H&M’s cellulosic fibre producers must be verified as low risk through a CanopyStyle audit, an independent verification assessment to help guide the fashion industry in making the most sustainable fibre purchasing choices and to develop solutions that preserve forests

“We believe FSC to be the strongest certification system around to ensure responsible forest management,” says Madelene Ericsson, Environmental Sustainability Business Expert at H&M. “Through a combination of the CanopyStyle Audits and by using FSC certified material, we know that the wood fiber used in our products come from well managed forests that provide environmental, social and economic benefits. We are committed to increase our use of recycled and agricultural waste fibers and of FSC certified material and by end of 2025, all virgin wood based man-made cellulosic fiber should come from FSC certified sources and from producers who have confirmed low risk of sourcing from ancient and endangered forests through the CanopyStyle Audits.”

H&M joined the CanopyStyle initiative in 2014. CanopyStyle members comprise more than 170 global brands - such as Stella McCartney and Zara/Inditex.
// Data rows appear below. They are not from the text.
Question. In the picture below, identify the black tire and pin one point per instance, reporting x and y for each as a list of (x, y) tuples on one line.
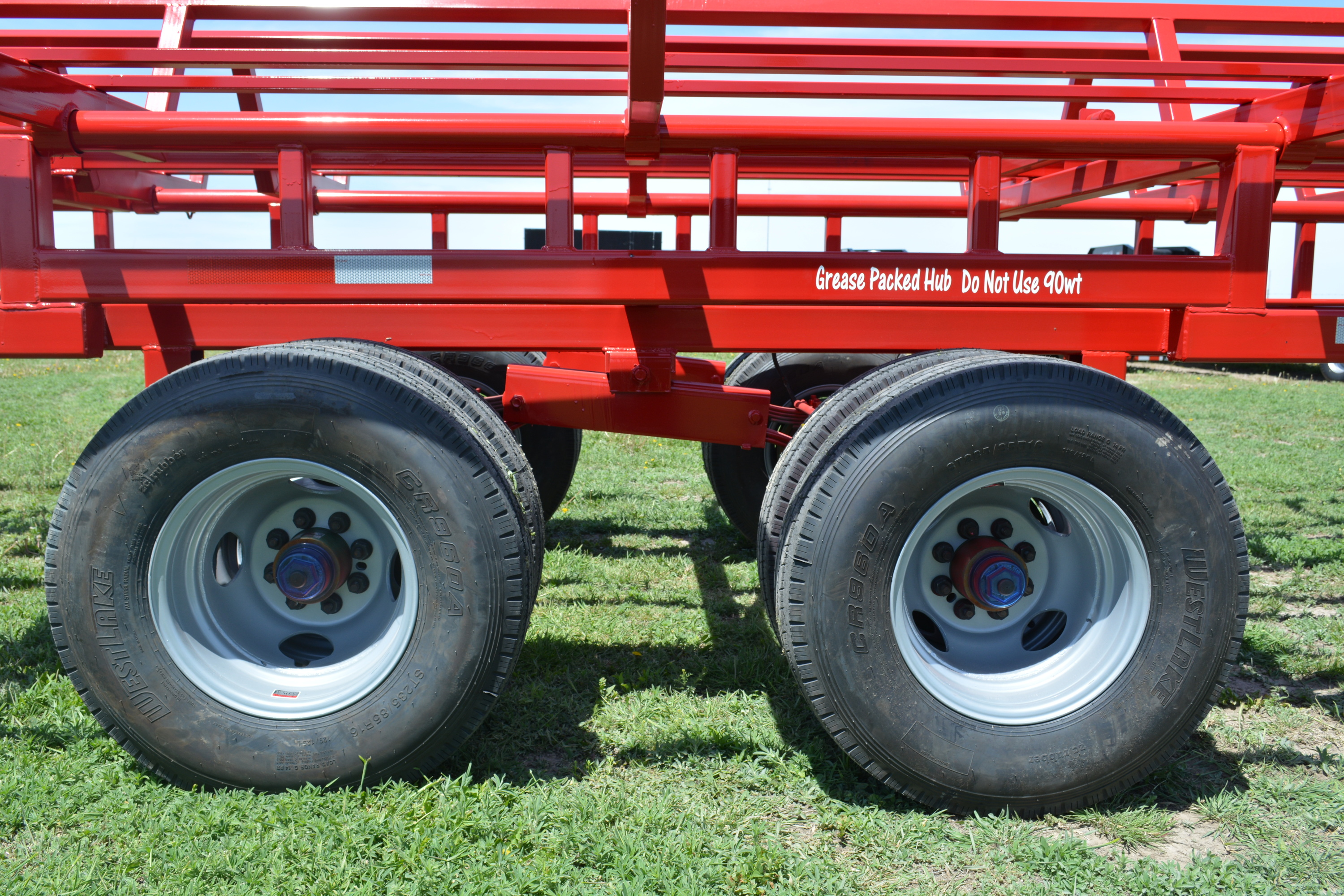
[(789, 469), (553, 450), (887, 465), (363, 420), (465, 401), (740, 477)]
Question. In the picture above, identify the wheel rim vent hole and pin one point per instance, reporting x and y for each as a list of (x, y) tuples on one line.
[(394, 575), (229, 558), (306, 648), (929, 630), (1043, 630), (1049, 516)]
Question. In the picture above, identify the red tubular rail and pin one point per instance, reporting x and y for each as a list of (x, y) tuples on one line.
[(241, 132), (65, 143)]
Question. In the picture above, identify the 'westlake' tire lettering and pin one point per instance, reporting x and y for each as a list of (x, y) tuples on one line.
[(1191, 626)]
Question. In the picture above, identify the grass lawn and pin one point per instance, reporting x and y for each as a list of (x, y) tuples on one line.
[(654, 739)]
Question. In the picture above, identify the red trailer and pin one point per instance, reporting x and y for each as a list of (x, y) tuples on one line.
[(1003, 577)]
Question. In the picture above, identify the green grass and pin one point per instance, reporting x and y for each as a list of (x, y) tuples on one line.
[(654, 741)]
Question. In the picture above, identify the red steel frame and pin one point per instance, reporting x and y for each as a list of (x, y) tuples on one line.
[(613, 322)]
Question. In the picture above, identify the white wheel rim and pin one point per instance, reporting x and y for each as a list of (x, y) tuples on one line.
[(1097, 577), (226, 637)]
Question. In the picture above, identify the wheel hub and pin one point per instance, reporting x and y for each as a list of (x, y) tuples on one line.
[(990, 574), (312, 566)]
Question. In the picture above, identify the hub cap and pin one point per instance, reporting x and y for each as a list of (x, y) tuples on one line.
[(288, 633), (1026, 633)]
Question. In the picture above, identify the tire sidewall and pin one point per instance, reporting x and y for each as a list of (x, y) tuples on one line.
[(892, 470), (422, 477)]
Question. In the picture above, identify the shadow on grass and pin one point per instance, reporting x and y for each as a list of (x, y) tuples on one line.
[(541, 727), (27, 655)]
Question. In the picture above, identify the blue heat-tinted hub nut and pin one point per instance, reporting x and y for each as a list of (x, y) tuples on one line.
[(990, 574), (999, 582), (312, 566)]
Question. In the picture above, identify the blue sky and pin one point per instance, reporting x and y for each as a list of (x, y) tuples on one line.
[(506, 232)]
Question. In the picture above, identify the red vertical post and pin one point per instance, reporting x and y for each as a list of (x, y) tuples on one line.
[(1163, 47), (175, 33), (439, 230), (560, 198), (1244, 224), (103, 237), (647, 47), (26, 225), (1304, 252), (296, 199), (724, 199), (834, 234), (983, 203), (1144, 237), (638, 195), (683, 233), (1304, 260), (275, 225)]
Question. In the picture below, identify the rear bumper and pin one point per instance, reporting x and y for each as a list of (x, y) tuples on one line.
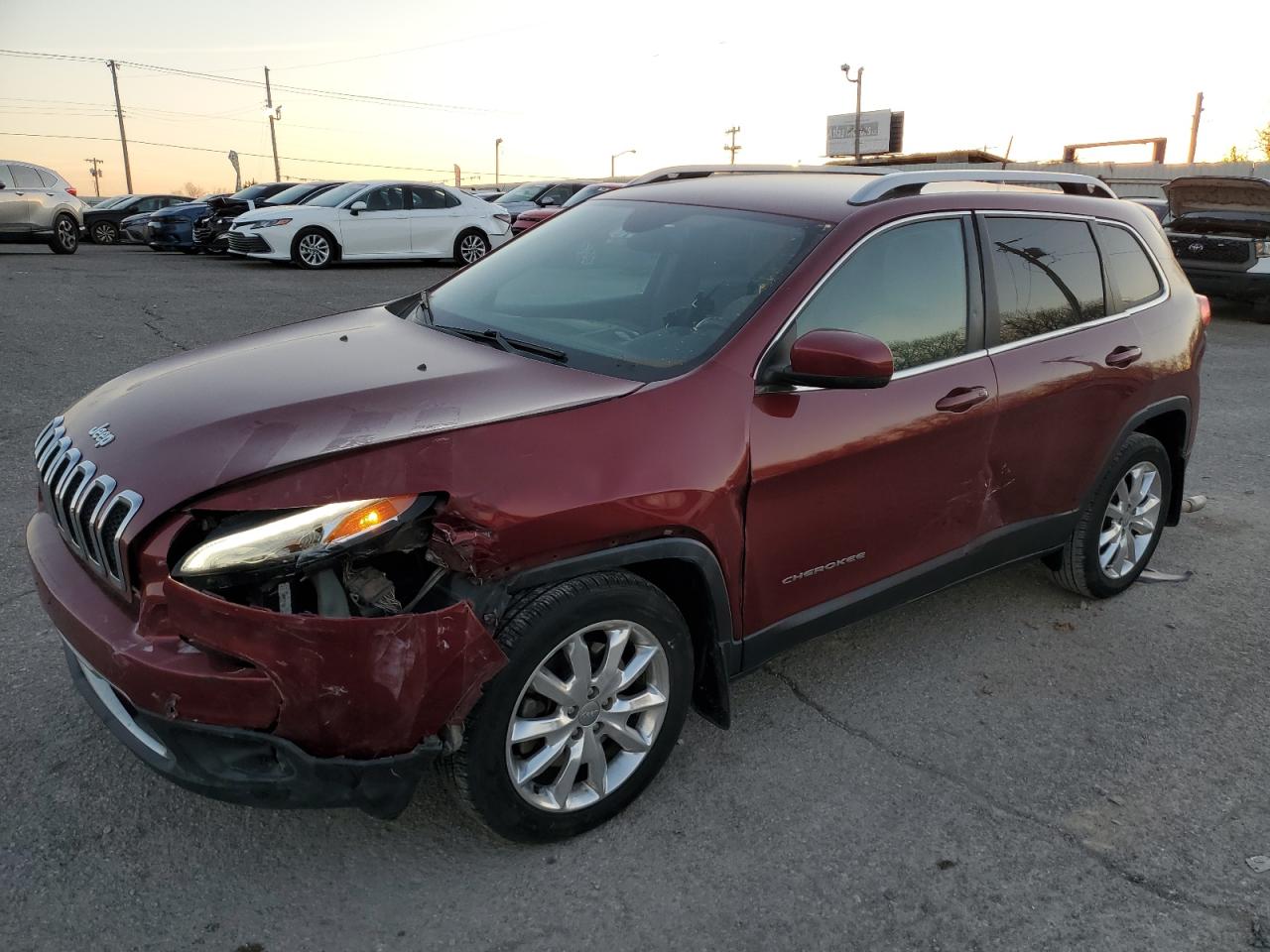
[(250, 767)]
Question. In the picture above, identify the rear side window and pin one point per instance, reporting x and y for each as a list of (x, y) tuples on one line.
[(906, 287), (24, 177), (1047, 273), (1130, 272)]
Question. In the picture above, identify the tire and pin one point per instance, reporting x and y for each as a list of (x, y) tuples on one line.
[(588, 615), (104, 232), (64, 240), (308, 249), (470, 246), (1105, 553)]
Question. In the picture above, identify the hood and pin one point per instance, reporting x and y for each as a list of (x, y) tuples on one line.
[(190, 422), (181, 211), (1207, 193)]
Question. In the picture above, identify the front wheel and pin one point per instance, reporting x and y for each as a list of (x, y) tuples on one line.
[(64, 240), (585, 712), (313, 249), (471, 246), (1120, 526), (104, 234)]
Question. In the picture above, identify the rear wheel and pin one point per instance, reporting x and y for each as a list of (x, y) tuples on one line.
[(64, 240), (585, 712), (104, 234), (471, 246), (313, 249), (1120, 526)]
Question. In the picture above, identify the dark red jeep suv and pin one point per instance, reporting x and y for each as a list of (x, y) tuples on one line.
[(520, 524)]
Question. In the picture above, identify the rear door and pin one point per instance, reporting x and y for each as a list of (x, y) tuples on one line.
[(1067, 358), (432, 221), (13, 206), (382, 229), (855, 486)]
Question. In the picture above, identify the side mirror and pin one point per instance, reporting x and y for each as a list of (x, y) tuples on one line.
[(837, 359)]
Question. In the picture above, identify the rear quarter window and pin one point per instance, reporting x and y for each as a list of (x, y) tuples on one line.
[(1129, 268), (1047, 275)]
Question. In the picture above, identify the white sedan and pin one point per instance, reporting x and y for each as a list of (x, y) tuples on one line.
[(373, 221)]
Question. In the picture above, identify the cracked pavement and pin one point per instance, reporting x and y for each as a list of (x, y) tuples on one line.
[(994, 767)]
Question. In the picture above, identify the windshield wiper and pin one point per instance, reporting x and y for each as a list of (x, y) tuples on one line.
[(498, 339)]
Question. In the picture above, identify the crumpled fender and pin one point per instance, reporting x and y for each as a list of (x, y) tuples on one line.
[(354, 687)]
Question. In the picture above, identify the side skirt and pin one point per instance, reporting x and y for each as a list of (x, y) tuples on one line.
[(996, 549)]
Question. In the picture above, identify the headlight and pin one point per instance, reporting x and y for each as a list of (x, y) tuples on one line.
[(289, 538)]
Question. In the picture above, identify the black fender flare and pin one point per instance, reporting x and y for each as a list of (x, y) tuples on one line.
[(717, 653)]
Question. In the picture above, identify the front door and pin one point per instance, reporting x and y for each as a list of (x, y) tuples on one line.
[(381, 229), (853, 486)]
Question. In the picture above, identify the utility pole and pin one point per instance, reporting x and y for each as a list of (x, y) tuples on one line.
[(1199, 108), (273, 136), (96, 175), (860, 85), (118, 112)]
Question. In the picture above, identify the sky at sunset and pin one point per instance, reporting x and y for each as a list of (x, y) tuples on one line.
[(568, 84)]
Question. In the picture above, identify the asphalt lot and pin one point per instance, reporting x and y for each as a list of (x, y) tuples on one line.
[(996, 767)]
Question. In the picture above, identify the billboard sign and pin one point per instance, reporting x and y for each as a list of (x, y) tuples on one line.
[(878, 131)]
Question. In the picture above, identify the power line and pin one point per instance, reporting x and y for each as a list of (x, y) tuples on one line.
[(266, 155), (257, 84)]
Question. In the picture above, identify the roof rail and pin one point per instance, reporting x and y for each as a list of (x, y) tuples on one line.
[(899, 184), (672, 173)]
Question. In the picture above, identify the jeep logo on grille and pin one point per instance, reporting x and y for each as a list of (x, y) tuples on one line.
[(102, 434)]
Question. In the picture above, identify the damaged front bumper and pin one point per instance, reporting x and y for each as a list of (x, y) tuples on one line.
[(257, 707)]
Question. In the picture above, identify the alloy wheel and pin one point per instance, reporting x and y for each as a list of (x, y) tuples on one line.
[(471, 248), (314, 250), (1130, 521), (66, 236), (588, 716)]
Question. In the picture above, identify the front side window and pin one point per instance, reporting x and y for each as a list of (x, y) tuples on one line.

All participating brands commit to eliminating the use of MMC fibers from controversial sources.
In 2017, over 70 per cent of the global production of forest-based fibers already had CanopyStyle policies in place.

H&M also contributed to the development of an interactive tool, ForestMapper.
Created by Canopy, it visually represents ancient and endangered forests at a global scale. In this way, ForestMapper helps partnering companies identify areas of potential sourcing risk and make more informed purchasing decision.